Are you worried about a marijuana industry pushback against hemp-derived Delta-8?
Absolutely. The reality is, it’s the same plant, and [governments] are having the hemp and marijuana sides fight each other for an arbitrary line of demarcation over a Delta-8 cannabinoid. The whole thing is arbitrary, but it creates infighting in the industry so we can’t tackle the real issues. This is a safe drug, and doesn’t belong on the CSA list at all.

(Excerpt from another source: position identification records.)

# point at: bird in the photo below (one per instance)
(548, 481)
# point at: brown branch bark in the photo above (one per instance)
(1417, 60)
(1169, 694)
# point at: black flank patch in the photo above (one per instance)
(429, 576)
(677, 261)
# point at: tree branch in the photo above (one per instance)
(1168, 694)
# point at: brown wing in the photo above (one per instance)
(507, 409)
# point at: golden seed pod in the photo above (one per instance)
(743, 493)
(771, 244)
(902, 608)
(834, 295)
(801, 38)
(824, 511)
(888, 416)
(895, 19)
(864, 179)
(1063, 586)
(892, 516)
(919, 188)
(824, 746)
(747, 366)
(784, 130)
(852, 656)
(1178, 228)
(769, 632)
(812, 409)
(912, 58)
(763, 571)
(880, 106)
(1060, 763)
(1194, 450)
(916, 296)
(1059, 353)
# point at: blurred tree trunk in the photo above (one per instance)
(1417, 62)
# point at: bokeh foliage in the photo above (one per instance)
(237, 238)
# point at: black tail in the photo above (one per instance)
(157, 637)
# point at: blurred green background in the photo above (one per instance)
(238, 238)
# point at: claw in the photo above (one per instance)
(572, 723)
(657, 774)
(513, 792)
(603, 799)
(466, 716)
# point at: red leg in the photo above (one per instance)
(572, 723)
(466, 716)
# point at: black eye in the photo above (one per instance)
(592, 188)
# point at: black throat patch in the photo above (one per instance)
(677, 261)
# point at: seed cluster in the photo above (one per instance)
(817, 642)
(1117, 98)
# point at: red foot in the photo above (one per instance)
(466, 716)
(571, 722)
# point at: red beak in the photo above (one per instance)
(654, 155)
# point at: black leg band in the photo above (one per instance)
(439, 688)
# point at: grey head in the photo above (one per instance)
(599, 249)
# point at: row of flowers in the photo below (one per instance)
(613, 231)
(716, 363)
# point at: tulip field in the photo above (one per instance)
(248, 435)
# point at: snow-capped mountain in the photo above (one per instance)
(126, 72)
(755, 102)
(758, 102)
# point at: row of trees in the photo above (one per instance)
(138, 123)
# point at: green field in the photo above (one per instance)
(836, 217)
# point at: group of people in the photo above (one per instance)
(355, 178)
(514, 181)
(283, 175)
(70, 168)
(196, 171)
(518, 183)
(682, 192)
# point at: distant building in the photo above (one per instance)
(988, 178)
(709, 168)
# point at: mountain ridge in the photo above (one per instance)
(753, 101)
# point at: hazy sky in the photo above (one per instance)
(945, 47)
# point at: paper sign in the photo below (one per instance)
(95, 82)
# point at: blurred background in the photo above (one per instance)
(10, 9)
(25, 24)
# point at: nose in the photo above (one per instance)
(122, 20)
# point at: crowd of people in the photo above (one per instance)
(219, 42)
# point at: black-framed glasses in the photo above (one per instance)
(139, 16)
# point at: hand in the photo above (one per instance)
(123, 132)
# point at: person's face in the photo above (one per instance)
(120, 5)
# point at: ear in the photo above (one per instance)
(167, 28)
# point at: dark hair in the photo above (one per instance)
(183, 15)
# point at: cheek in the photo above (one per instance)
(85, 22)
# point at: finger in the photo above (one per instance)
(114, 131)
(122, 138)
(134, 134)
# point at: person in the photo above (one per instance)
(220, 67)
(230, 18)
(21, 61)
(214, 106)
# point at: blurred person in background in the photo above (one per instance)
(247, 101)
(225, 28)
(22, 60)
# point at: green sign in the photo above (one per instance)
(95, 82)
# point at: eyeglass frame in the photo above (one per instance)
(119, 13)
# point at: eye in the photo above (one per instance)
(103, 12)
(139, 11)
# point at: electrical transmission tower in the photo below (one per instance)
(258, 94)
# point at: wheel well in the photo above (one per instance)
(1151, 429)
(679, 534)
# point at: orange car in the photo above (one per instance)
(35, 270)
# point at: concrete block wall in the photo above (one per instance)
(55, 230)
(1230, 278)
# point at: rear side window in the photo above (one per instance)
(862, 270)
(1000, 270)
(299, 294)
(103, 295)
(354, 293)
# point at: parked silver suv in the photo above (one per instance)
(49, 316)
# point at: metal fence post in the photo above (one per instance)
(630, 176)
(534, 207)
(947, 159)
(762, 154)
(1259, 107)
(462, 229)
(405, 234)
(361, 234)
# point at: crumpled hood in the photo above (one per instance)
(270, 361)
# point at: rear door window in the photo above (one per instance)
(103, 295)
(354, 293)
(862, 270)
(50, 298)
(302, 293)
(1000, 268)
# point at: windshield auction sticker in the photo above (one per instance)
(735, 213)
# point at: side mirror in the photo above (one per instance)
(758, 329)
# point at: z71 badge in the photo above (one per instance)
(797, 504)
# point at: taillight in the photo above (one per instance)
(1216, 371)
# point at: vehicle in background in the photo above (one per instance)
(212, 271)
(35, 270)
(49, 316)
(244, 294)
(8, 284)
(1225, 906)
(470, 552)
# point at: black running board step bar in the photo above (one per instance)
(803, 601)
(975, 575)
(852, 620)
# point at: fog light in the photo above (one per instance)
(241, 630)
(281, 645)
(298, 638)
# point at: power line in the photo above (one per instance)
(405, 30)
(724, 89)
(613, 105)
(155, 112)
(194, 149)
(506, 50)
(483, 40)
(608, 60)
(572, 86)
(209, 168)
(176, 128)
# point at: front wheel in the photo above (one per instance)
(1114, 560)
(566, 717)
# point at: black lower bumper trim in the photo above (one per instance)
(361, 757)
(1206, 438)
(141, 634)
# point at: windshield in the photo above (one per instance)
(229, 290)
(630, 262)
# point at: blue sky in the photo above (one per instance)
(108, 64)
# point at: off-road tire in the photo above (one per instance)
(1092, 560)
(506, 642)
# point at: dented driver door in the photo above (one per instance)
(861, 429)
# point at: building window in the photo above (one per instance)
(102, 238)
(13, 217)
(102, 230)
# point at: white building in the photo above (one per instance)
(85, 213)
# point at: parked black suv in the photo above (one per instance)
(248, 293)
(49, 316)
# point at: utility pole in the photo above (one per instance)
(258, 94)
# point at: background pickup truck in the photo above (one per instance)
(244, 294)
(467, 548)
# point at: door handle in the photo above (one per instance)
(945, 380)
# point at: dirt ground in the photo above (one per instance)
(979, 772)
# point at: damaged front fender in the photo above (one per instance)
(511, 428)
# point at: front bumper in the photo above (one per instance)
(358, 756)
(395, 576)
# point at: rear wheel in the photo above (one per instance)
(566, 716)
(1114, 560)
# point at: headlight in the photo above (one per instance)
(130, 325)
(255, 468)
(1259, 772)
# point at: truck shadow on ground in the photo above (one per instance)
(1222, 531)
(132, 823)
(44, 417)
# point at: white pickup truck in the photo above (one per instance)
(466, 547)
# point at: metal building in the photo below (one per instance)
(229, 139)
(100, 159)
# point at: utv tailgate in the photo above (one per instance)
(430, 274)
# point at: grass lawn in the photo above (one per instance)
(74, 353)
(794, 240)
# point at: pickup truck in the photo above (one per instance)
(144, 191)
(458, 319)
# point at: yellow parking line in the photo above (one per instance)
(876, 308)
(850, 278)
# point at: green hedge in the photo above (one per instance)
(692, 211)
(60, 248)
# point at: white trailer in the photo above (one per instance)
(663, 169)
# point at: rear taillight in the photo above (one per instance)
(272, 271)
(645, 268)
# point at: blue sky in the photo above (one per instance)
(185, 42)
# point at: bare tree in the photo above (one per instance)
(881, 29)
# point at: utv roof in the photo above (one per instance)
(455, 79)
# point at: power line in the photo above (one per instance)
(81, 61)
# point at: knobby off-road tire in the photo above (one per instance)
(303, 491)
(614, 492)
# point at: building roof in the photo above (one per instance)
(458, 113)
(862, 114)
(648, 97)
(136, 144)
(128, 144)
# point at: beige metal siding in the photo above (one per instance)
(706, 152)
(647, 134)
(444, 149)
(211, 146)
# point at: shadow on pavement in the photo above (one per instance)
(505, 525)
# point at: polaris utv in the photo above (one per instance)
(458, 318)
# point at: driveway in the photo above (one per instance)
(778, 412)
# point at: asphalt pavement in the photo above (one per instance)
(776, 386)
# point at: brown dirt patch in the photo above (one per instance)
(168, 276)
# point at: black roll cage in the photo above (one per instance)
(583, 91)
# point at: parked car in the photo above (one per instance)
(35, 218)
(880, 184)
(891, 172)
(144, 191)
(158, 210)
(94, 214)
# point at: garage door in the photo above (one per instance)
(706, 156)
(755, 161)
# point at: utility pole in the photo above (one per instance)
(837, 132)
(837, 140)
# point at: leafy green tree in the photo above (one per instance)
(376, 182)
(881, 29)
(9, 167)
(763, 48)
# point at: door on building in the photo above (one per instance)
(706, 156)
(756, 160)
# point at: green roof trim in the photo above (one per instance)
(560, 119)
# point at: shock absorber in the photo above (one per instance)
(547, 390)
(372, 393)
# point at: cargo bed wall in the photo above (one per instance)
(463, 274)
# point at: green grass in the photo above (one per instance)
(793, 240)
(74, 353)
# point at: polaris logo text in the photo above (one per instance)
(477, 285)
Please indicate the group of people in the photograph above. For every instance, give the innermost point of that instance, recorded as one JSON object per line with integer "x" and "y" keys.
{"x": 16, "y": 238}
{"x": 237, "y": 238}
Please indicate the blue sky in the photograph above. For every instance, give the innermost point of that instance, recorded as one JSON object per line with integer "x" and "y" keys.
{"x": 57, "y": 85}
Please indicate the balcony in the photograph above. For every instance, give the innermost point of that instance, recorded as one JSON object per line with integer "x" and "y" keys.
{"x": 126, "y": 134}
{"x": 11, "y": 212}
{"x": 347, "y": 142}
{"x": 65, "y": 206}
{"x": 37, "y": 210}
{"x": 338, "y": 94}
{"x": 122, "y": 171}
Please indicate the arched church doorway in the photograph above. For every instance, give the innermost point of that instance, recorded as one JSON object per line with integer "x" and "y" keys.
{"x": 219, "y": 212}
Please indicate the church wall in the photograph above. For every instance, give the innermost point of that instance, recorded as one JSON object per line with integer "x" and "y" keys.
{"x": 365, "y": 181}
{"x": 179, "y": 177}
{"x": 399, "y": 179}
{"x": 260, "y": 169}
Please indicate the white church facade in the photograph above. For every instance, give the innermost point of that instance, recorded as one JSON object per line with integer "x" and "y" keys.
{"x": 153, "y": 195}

Are you seeing a shift in interest and dollars from CBD to Delta-8?
From a revenue standpoint, Delta-8 is a much bigger revenue generator in 2021 than CBD. I expect that to continue if the states stay out of the way. It’s a new cannabinoid, and it’s just like when CBD came out. People went crazy, and [all] people wanted to talk about was CBD. That’s Delta-8 right now, and when the next one comes out, we’ll probably see people want to talk about that, too.
Based on conversations with your peers, how do you think the hemp and CBD industries feel about Delta-8?
It’s a very divisive issue at the moment. You have association members and strategic partners divided on this issue. That doesn’t mean they can’t play on everything else, but there are some folks on the hemp side who think we should focus on fiber and grain only, and others that think anything from hemp could be a potential product. It’s always boiled down to the economics of it.